For another thing, what about my family? What if I wanted to spend a holiday with my family rather than his? I’ve learned that is not something to admit- saying that warranted the evil eye from both mothers in-law. I quickly learned not to say that, & give up hopes of spending the holiday with anyone in my family.
And lastly, if you have a dysfunctional relationship with your in-laws like me, why would anyone want to spend an entire day together? How is that a joyous family celebration? It saps all of the joy out of your day spending it with people who you know dislike you, & who you dislike. It certainly has for me. I dreaded the holidays for years, & got depressed each holiday season knowing I would spend a holiday with people who were less than thrilled I was a part of their family.
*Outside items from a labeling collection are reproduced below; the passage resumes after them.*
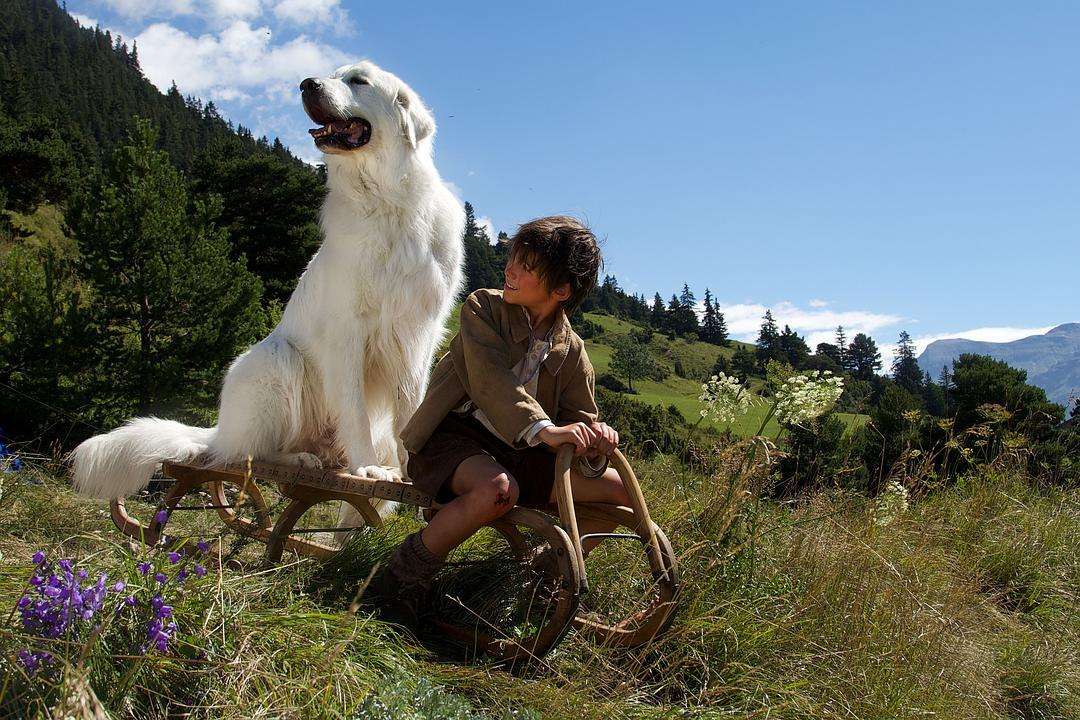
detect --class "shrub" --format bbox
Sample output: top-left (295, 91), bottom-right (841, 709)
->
top-left (596, 388), bottom-right (687, 457)
top-left (596, 372), bottom-right (637, 395)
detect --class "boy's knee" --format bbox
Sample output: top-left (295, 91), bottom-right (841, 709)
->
top-left (470, 473), bottom-right (518, 517)
top-left (604, 467), bottom-right (630, 505)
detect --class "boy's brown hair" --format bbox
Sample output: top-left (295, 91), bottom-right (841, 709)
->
top-left (507, 215), bottom-right (604, 316)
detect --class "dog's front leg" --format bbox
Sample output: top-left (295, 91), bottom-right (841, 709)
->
top-left (324, 352), bottom-right (400, 480)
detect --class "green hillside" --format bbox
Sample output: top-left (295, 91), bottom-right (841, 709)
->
top-left (585, 313), bottom-right (865, 436)
top-left (438, 304), bottom-right (866, 436)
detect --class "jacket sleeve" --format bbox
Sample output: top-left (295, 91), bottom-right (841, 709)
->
top-left (459, 293), bottom-right (550, 447)
top-left (558, 347), bottom-right (599, 425)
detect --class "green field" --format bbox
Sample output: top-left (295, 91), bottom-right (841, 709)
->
top-left (585, 313), bottom-right (866, 437)
top-left (440, 305), bottom-right (866, 437)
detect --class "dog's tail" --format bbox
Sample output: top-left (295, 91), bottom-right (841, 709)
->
top-left (69, 418), bottom-right (217, 499)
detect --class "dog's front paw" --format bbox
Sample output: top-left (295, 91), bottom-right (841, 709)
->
top-left (356, 465), bottom-right (402, 483)
top-left (274, 452), bottom-right (323, 470)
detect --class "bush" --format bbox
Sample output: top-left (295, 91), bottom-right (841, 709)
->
top-left (596, 372), bottom-right (637, 395)
top-left (596, 388), bottom-right (687, 458)
top-left (571, 315), bottom-right (604, 340)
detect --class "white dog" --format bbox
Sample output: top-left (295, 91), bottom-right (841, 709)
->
top-left (72, 62), bottom-right (464, 518)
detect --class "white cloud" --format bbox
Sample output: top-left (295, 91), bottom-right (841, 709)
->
top-left (136, 21), bottom-right (349, 101)
top-left (71, 13), bottom-right (98, 28)
top-left (210, 0), bottom-right (262, 17)
top-left (702, 301), bottom-right (903, 350)
top-left (443, 180), bottom-right (462, 202)
top-left (93, 0), bottom-right (262, 21)
top-left (878, 325), bottom-right (1055, 372)
top-left (273, 0), bottom-right (347, 26)
top-left (100, 0), bottom-right (197, 19)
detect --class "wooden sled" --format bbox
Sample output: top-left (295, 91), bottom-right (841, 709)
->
top-left (111, 445), bottom-right (678, 664)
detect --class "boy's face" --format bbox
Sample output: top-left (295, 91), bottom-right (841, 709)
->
top-left (502, 254), bottom-right (569, 308)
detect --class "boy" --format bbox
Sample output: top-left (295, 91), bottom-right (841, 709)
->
top-left (376, 217), bottom-right (630, 626)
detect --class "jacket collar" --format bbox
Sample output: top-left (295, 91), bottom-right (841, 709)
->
top-left (507, 303), bottom-right (570, 375)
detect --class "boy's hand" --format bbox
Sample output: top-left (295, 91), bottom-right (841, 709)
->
top-left (538, 422), bottom-right (597, 456)
top-left (585, 422), bottom-right (619, 458)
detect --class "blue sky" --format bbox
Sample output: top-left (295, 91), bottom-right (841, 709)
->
top-left (68, 0), bottom-right (1080, 367)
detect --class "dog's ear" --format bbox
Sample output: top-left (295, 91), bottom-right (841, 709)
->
top-left (394, 87), bottom-right (435, 149)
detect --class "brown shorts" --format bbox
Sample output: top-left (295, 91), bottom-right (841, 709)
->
top-left (406, 412), bottom-right (555, 507)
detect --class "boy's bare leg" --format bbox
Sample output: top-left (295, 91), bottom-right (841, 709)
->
top-left (551, 467), bottom-right (630, 555)
top-left (420, 454), bottom-right (517, 559)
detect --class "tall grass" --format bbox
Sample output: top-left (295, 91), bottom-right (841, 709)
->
top-left (0, 446), bottom-right (1080, 719)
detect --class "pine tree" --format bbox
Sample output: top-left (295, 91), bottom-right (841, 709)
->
top-left (754, 310), bottom-right (780, 368)
top-left (72, 121), bottom-right (266, 416)
top-left (611, 335), bottom-right (654, 392)
top-left (713, 299), bottom-right (731, 348)
top-left (891, 330), bottom-right (922, 396)
top-left (836, 325), bottom-right (851, 372)
top-left (463, 202), bottom-right (504, 295)
top-left (649, 293), bottom-right (667, 332)
top-left (664, 295), bottom-right (680, 338)
top-left (937, 365), bottom-right (953, 416)
top-left (678, 283), bottom-right (698, 308)
top-left (731, 345), bottom-right (758, 380)
top-left (777, 325), bottom-right (810, 370)
top-left (701, 287), bottom-right (718, 344)
top-left (846, 332), bottom-right (881, 380)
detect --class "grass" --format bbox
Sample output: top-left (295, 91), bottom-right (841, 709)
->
top-left (0, 456), bottom-right (1080, 719)
top-left (585, 313), bottom-right (866, 437)
top-left (436, 305), bottom-right (866, 437)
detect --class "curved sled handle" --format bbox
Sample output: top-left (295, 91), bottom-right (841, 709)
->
top-left (555, 443), bottom-right (667, 593)
top-left (555, 443), bottom-right (589, 593)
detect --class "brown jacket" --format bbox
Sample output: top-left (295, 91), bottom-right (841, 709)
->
top-left (401, 289), bottom-right (598, 452)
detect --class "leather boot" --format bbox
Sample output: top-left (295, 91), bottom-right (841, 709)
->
top-left (372, 531), bottom-right (443, 629)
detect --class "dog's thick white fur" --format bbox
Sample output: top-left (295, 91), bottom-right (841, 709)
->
top-left (71, 62), bottom-right (464, 524)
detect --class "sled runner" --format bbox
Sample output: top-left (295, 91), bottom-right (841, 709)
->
top-left (111, 445), bottom-right (678, 664)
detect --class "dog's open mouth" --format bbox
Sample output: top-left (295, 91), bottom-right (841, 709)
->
top-left (308, 118), bottom-right (372, 150)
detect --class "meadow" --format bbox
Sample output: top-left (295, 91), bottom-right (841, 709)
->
top-left (0, 447), bottom-right (1080, 719)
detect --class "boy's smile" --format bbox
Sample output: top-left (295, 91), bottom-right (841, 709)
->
top-left (502, 257), bottom-right (569, 331)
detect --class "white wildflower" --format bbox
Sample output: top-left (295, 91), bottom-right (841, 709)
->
top-left (698, 372), bottom-right (754, 422)
top-left (874, 480), bottom-right (907, 526)
top-left (777, 370), bottom-right (843, 425)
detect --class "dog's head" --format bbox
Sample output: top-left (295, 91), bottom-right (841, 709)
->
top-left (300, 60), bottom-right (435, 160)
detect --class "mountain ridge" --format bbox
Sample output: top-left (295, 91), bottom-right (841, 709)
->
top-left (918, 323), bottom-right (1080, 406)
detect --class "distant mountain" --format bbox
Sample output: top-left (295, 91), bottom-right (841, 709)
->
top-left (919, 323), bottom-right (1080, 405)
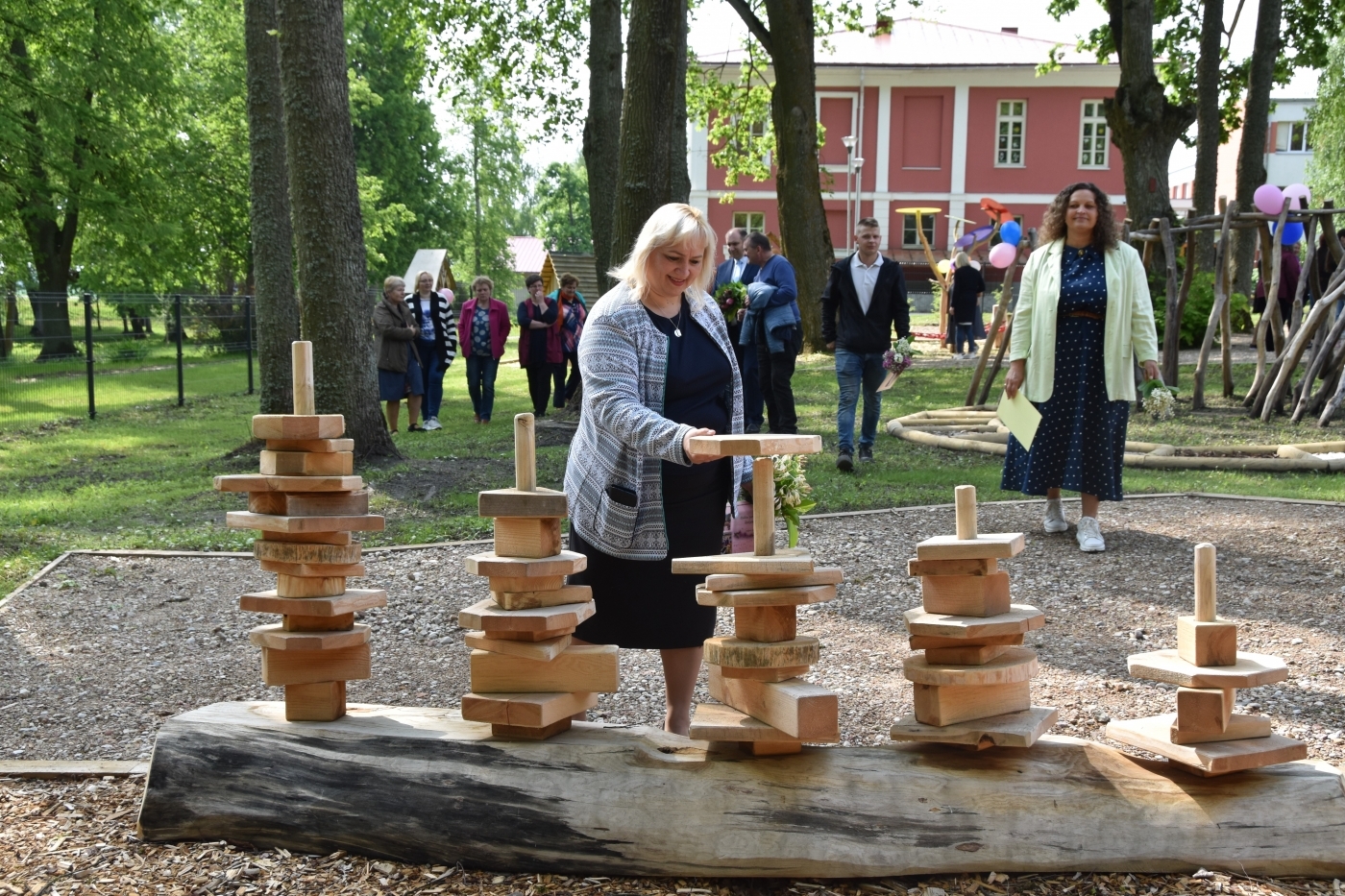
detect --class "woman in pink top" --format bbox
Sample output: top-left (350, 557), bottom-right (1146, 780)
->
top-left (457, 278), bottom-right (514, 423)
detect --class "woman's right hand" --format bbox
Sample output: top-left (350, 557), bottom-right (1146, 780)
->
top-left (1005, 358), bottom-right (1028, 399)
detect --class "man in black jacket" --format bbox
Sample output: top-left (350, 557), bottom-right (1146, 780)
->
top-left (821, 218), bottom-right (911, 472)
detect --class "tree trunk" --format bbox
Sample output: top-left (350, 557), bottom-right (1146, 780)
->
top-left (1234, 0), bottom-right (1284, 296)
top-left (584, 0), bottom-right (619, 292)
top-left (609, 0), bottom-right (690, 264)
top-left (1194, 0), bottom-right (1224, 266)
top-left (279, 0), bottom-right (398, 456)
top-left (243, 0), bottom-right (299, 414)
top-left (766, 0), bottom-right (835, 349)
top-left (1104, 0), bottom-right (1196, 233)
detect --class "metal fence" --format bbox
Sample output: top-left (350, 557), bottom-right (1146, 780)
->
top-left (0, 292), bottom-right (257, 432)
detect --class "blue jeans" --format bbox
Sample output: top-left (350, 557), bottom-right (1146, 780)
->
top-left (416, 336), bottom-right (444, 420)
top-left (837, 349), bottom-right (887, 455)
top-left (467, 355), bottom-right (501, 420)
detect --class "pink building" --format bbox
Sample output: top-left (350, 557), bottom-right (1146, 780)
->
top-left (690, 19), bottom-right (1124, 264)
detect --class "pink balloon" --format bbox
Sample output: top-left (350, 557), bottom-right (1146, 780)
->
top-left (1275, 183), bottom-right (1312, 214)
top-left (1252, 183), bottom-right (1284, 215)
top-left (990, 242), bottom-right (1018, 268)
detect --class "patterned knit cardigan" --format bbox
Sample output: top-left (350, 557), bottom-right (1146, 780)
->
top-left (565, 284), bottom-right (752, 560)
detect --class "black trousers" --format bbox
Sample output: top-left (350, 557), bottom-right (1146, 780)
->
top-left (756, 340), bottom-right (799, 434)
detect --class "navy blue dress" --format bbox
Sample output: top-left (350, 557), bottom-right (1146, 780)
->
top-left (999, 246), bottom-right (1130, 500)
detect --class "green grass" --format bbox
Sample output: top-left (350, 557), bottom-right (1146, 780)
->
top-left (0, 344), bottom-right (1345, 593)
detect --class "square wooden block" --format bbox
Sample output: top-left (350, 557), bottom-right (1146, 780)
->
top-left (1177, 617), bottom-right (1237, 666)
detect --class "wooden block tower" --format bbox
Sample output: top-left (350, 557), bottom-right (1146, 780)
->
top-left (215, 342), bottom-right (387, 721)
top-left (457, 414), bottom-right (620, 739)
top-left (1107, 544), bottom-right (1308, 776)
top-left (892, 486), bottom-right (1059, 749)
top-left (672, 436), bottom-right (842, 756)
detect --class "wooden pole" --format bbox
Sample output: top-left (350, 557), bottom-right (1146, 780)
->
top-left (952, 486), bottom-right (976, 532)
top-left (514, 414), bottom-right (537, 491)
top-left (1196, 543), bottom-right (1216, 621)
top-left (289, 342), bottom-right (317, 416)
top-left (752, 457), bottom-right (774, 557)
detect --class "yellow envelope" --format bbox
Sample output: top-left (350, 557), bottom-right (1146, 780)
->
top-left (995, 389), bottom-right (1041, 449)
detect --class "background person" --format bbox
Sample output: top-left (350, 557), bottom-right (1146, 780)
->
top-left (518, 275), bottom-right (564, 417)
top-left (742, 232), bottom-right (803, 434)
top-left (999, 183), bottom-right (1160, 551)
top-left (565, 204), bottom-right (749, 735)
top-left (821, 218), bottom-right (911, 472)
top-left (949, 252), bottom-right (986, 358)
top-left (460, 278), bottom-right (514, 424)
top-left (406, 271), bottom-right (457, 429)
top-left (374, 278), bottom-right (425, 432)
top-left (710, 228), bottom-right (766, 432)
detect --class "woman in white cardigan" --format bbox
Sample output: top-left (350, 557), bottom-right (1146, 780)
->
top-left (1001, 183), bottom-right (1158, 551)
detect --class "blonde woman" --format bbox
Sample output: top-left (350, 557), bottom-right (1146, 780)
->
top-left (565, 204), bottom-right (746, 735)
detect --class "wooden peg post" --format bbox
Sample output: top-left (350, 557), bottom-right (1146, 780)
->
top-left (1196, 544), bottom-right (1216, 621)
top-left (952, 486), bottom-right (976, 541)
top-left (752, 457), bottom-right (774, 557)
top-left (289, 342), bottom-right (317, 416)
top-left (514, 414), bottom-right (537, 491)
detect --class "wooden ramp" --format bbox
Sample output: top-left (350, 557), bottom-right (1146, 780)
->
top-left (140, 702), bottom-right (1345, 877)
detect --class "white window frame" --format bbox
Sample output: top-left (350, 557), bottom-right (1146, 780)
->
top-left (1077, 100), bottom-right (1111, 171)
top-left (994, 100), bottom-right (1028, 168)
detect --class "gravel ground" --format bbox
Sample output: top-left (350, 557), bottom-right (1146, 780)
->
top-left (0, 489), bottom-right (1345, 763)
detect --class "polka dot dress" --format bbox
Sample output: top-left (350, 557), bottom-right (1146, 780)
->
top-left (999, 246), bottom-right (1130, 500)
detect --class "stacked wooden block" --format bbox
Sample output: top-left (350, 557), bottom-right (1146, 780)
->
top-left (892, 486), bottom-right (1059, 749)
top-left (672, 436), bottom-right (842, 756)
top-left (215, 342), bottom-right (387, 721)
top-left (1107, 544), bottom-right (1308, 776)
top-left (457, 414), bottom-right (620, 739)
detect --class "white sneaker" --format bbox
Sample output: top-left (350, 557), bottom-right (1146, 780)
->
top-left (1079, 517), bottom-right (1107, 553)
top-left (1041, 497), bottom-right (1069, 533)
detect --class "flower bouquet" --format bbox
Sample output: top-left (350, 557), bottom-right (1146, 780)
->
top-left (878, 336), bottom-right (915, 392)
top-left (714, 282), bottom-right (747, 323)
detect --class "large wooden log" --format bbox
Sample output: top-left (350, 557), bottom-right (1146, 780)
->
top-left (140, 702), bottom-right (1345, 877)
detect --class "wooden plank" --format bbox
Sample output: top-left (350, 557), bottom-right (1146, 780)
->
top-left (491, 580), bottom-right (593, 610)
top-left (465, 631), bottom-right (573, 659)
top-left (1177, 617), bottom-right (1237, 666)
top-left (702, 567), bottom-right (844, 591)
top-left (215, 473), bottom-right (364, 491)
top-left (463, 550), bottom-right (588, 578)
top-left (914, 681), bottom-right (1032, 728)
top-left (138, 702), bottom-right (1345, 871)
top-left (261, 644), bottom-right (373, 686)
top-left (692, 433), bottom-right (821, 457)
top-left (1126, 650), bottom-right (1288, 688)
top-left (916, 531), bottom-right (1026, 560)
top-left (238, 588), bottom-right (387, 617)
top-left (920, 571), bottom-right (1009, 618)
top-left (696, 576), bottom-right (837, 607)
top-left (901, 647), bottom-right (1037, 688)
top-left (1107, 713), bottom-right (1308, 775)
top-left (457, 600), bottom-right (595, 634)
top-left (891, 706), bottom-right (1060, 749)
top-left (470, 644), bottom-right (622, 694)
top-left (253, 414), bottom-right (346, 439)
top-left (705, 635), bottom-right (820, 668)
top-left (248, 623), bottom-right (370, 650)
top-left (225, 510), bottom-right (383, 534)
top-left (902, 604), bottom-right (1046, 641)
top-left (687, 704), bottom-right (803, 744)
top-left (258, 450), bottom-right (355, 476)
top-left (706, 664), bottom-right (841, 744)
top-left (737, 605), bottom-right (799, 638)
top-left (463, 692), bottom-right (598, 728)
top-left (477, 489), bottom-right (569, 517)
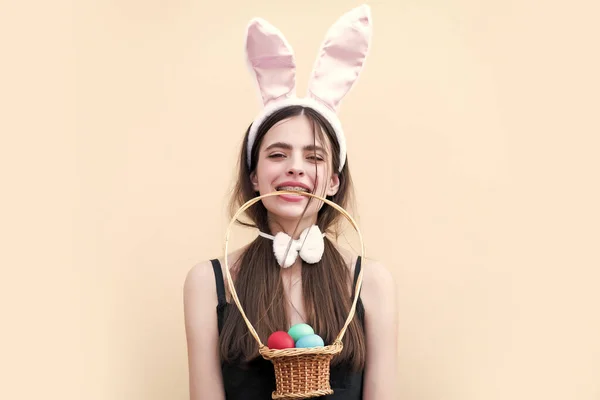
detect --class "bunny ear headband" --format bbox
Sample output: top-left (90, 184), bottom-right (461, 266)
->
top-left (245, 5), bottom-right (371, 171)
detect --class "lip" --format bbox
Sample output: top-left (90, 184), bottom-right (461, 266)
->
top-left (275, 181), bottom-right (310, 192)
top-left (275, 181), bottom-right (310, 203)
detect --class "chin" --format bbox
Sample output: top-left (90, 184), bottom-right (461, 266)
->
top-left (263, 196), bottom-right (314, 219)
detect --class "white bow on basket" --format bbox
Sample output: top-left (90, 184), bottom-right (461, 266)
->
top-left (258, 225), bottom-right (325, 268)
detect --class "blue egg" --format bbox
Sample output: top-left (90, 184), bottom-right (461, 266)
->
top-left (296, 334), bottom-right (325, 348)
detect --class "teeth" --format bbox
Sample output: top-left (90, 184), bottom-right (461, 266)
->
top-left (277, 186), bottom-right (308, 192)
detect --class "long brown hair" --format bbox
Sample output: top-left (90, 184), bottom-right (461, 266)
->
top-left (220, 106), bottom-right (366, 369)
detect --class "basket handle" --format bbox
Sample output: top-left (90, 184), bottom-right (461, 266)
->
top-left (225, 190), bottom-right (365, 348)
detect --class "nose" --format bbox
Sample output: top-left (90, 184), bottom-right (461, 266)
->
top-left (287, 157), bottom-right (304, 176)
top-left (287, 166), bottom-right (304, 176)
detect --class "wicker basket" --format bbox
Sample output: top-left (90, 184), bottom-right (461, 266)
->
top-left (225, 190), bottom-right (365, 399)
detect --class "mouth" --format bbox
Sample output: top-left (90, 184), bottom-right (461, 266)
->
top-left (275, 186), bottom-right (309, 193)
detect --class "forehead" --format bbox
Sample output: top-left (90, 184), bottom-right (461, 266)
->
top-left (261, 115), bottom-right (329, 148)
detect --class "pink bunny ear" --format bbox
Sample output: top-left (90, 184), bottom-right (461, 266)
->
top-left (245, 18), bottom-right (296, 106)
top-left (308, 5), bottom-right (372, 112)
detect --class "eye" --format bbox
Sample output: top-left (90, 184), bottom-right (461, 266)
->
top-left (268, 153), bottom-right (285, 158)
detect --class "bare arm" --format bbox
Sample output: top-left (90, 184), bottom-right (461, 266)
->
top-left (361, 261), bottom-right (398, 400)
top-left (183, 262), bottom-right (225, 400)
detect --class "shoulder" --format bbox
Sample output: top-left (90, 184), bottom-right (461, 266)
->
top-left (183, 248), bottom-right (244, 305)
top-left (183, 260), bottom-right (217, 306)
top-left (360, 259), bottom-right (396, 311)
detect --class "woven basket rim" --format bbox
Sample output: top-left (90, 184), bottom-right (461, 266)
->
top-left (259, 342), bottom-right (344, 360)
top-left (224, 190), bottom-right (365, 358)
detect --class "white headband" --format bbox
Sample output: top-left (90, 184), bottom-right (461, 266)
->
top-left (245, 5), bottom-right (372, 171)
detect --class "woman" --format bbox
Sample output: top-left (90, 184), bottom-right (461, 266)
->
top-left (184, 6), bottom-right (397, 400)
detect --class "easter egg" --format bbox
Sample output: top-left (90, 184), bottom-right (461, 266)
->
top-left (296, 334), bottom-right (325, 348)
top-left (288, 324), bottom-right (315, 342)
top-left (267, 331), bottom-right (295, 350)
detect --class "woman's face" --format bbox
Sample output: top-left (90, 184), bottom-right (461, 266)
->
top-left (250, 115), bottom-right (339, 221)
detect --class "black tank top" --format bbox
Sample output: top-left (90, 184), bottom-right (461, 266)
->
top-left (211, 256), bottom-right (365, 400)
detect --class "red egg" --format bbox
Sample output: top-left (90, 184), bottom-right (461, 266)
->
top-left (267, 331), bottom-right (296, 350)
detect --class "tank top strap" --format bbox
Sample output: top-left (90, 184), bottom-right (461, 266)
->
top-left (210, 259), bottom-right (227, 307)
top-left (352, 256), bottom-right (362, 299)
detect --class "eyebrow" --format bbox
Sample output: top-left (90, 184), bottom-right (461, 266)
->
top-left (265, 142), bottom-right (325, 152)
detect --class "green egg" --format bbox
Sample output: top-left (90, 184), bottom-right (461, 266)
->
top-left (288, 324), bottom-right (315, 342)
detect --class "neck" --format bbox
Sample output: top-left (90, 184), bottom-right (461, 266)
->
top-left (269, 215), bottom-right (317, 239)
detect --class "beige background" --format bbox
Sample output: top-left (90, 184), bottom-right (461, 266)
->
top-left (0, 0), bottom-right (600, 400)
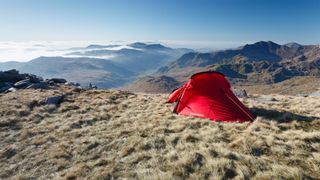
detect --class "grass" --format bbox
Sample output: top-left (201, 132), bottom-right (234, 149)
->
top-left (0, 87), bottom-right (320, 179)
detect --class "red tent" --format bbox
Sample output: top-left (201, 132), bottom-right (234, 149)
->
top-left (167, 71), bottom-right (255, 122)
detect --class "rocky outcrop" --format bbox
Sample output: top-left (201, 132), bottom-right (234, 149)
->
top-left (0, 69), bottom-right (80, 93)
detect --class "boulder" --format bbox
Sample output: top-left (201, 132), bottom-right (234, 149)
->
top-left (6, 87), bottom-right (17, 92)
top-left (47, 78), bottom-right (67, 84)
top-left (232, 89), bottom-right (248, 98)
top-left (65, 82), bottom-right (80, 87)
top-left (0, 69), bottom-right (25, 83)
top-left (309, 91), bottom-right (320, 97)
top-left (26, 74), bottom-right (43, 83)
top-left (13, 79), bottom-right (31, 89)
top-left (27, 82), bottom-right (49, 89)
top-left (0, 82), bottom-right (12, 93)
top-left (45, 96), bottom-right (64, 106)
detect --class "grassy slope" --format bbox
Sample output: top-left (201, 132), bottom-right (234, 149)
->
top-left (0, 88), bottom-right (320, 179)
top-left (238, 76), bottom-right (320, 95)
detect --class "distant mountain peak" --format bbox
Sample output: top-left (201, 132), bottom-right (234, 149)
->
top-left (86, 44), bottom-right (120, 49)
top-left (285, 42), bottom-right (302, 48)
top-left (128, 42), bottom-right (147, 48)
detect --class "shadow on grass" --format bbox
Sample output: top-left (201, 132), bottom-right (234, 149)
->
top-left (250, 108), bottom-right (319, 123)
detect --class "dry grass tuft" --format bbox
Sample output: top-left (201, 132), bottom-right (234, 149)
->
top-left (0, 87), bottom-right (320, 179)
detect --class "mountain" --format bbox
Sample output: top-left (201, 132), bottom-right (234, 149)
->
top-left (157, 41), bottom-right (320, 83)
top-left (66, 42), bottom-right (193, 73)
top-left (124, 76), bottom-right (180, 93)
top-left (0, 42), bottom-right (193, 88)
top-left (0, 57), bottom-right (136, 88)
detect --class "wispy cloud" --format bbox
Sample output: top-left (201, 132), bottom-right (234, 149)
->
top-left (0, 40), bottom-right (244, 62)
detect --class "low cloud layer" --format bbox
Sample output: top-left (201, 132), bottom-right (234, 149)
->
top-left (0, 40), bottom-right (241, 62)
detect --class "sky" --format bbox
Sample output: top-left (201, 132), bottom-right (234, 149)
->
top-left (0, 0), bottom-right (320, 61)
I guess I just wanted to say please think before arranging your holiday get together. It’s not fair to demand your adult children run to your home for a holiday. There are 364 other days in the year- why not pick one of them to get together? If you force them or use guilt to manipulate them into coming over, they &/or their spouses will end up resentful. It can damage your relationship greatly! I loved my first mother in-law, but when she knew my ex & I were having car trouble, yet still demanded we drive that car (our only one) well over an hour away, in the cold, to the Christmas get together, it greatly damaged my fondness for her. This was in the days before cell phones, so if the car had left us stranded, I have no idea how we would have gotten home.
And remember, your adult child’s spouse has a family too. Demanding they spend the day with you tells that person they & their family aren’t as important as you & your family. That hurts! It also stirs up strife between the couple. They feel stuck in the middle since both have families who want to spend a day with them. It is NOT a pleasant place to be!
Lastly, I understand not everyone is pleased with their son or daughter’s choice of a mate. Some personalities just clash. If that describes your relationship with your son or daughter in-law, then please, for your adult child’s sake, try to be civil. You don’t have to be phoney. You don’t have to try to become best friends. Just practice basic politeness & civility. Showing your dislike of that person not only hurts him or her, but shows an incredible disrespect for your adult child. It also stirs up problems in their marriage, & makes the adult child feel stuck in the middle. Do you really want to do that to your son or daughter?
As for daughters & sons in-law, this also applies to you!! Practice civility with your husband’s or wife’s parents. I know first hand how hard it can be when an in-law is mean you, but do it anyway!
Also, don’t run to your spouse complaining about his “psycho mom” or whatever other things you’d like to say. I know you want him or her to understand your position, but that is still his/her parent. It’s difficult for someone to accept his/her parent is capable of doing such nasty things, especially to someone they love. Instead, talk to a friend or relative, or write in a journal. At a less stressful, busy time, it is more appropriate to discuss in-law problems with your spouse. Gently & with sensitivity, of course!